For some reason I felt a need to find some Christmas poetry last night. I thought that the Swedes might provide, so I worked my way through Nils Ferlin (not a terribly religious poet), Tomas Transströmer and Gustaf Fröding. All great poets and there were great poems. But no Christmas poems. There is the classic Rydberg: Glans över sjö och strand. Beautiful. But actually typical of 19th century orthodoxy.
I wanted something that wasn't the orthodox piety of the 19th century, nor the Pietism of Lina Sandell. I wanted a poem that both moved my heart and made me think.
The poem I found is actually a hymn: Richard Wilbur's "A Stable Lamp is Lighted." Looking thru Youtube I found - to my great surprise - that the text has been set to a number of tunes. This one is a folkie tune, so it's one I like.
I didn't find the tune that I first learned when I was in seminary. I like that version a great deal, probably because it is the first version I learned.
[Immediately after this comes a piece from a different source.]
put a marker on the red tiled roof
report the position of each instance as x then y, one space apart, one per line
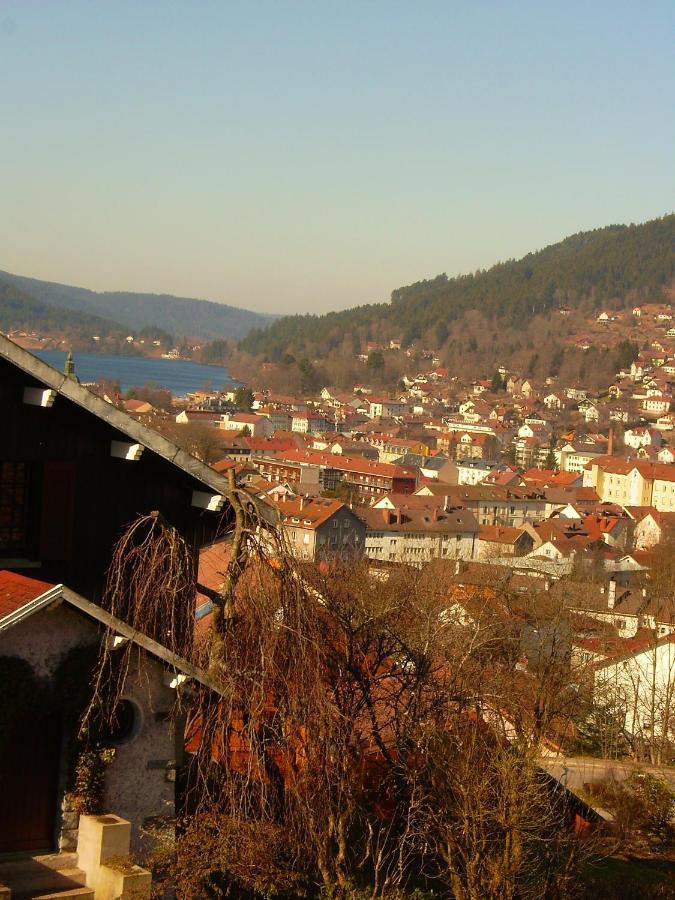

What I like about the Wilbur text is that it draws my mind to the simplicity of the event and its far reaching consequences. How simple and how unnoticed. Is that the way that the great changes of our lives and of our world actually take place? Not among the big and noble and noticed, but among the little and lowly?
I like to think that it is. I like to hope that it is. Because that means that it is possible, even probable, that somewhere out of sight the seeds of our salvation as a race has already been born. My role then is to watch and wait and hope and keep my cynicism in check. The first three are difficult. The fourth may be close to impossible.